The resistance of these resistors is constant or they obey the ohms law. When the voltage is applied across this resistor, while measuring voltage and current, plot a graph in between voltage and current. The graph would be a straight line. This resistor is used wherever a linear relation among V & I is expected like filters, oscillators, amplifiers, clippers, rectifiers, clampers, etc. Most of the simple electronic circuits use ohmic resistors or linear resistors. These are normal components used to limit the flow of current, select frequency, divide voltage, bypass current, etc.
Carbon resistor is one of the most common types of electronics used. They are made from a solid cylindrical resistive element with embedded wire leads or metal end caps. Carbon resistors come in different physical sizes with power dissipation limits commonly from 1 watt down to 1/8 watt.
Different materials are used for generating resistance mainly alloys & metals such as brass, nichrome, tungsten alloys & platinum. But, the electrical resistivities of most of them have less, not like a carbon resistor, which creates it complex to generate high resistances without turning into huge. So, resistance is directly proportional to length × resistivity.

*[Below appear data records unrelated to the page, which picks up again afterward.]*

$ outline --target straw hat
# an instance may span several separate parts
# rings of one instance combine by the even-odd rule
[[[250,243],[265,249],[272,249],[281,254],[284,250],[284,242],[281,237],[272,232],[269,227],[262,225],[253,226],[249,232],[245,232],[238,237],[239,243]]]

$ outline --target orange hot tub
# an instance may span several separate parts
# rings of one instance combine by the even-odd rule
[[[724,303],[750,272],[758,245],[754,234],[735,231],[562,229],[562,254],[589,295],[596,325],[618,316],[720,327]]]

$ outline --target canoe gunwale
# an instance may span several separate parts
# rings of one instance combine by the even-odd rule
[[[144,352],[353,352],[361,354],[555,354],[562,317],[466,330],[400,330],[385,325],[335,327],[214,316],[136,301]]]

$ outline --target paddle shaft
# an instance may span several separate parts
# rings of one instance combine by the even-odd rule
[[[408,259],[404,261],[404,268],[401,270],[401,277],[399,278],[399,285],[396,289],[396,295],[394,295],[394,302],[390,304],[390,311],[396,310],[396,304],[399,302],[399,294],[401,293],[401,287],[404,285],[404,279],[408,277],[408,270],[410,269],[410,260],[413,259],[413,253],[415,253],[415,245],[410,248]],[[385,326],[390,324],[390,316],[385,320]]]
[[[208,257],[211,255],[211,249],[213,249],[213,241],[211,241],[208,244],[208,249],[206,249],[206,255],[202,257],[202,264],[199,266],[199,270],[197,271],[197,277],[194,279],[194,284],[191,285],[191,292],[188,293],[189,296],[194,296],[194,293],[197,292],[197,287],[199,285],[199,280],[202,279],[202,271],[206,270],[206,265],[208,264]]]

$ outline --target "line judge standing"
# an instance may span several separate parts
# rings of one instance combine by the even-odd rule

But, they generate highly precise resistance values & usually used to calibrate as well as compare resistances. The different materials used to make these resistors are ceramic core, lead, nickel cap, carbon film & protective lacquer.
In most of the practical applications, these are mostly preferred because of some benefits like these are very cheap to create, solid & they can be printed directly onto circuit boards. They also regenerate resistance quite well in practical applications. As compared with metal wires, which are costly to generate, carbon is plentifully obtainable making it inexpensive.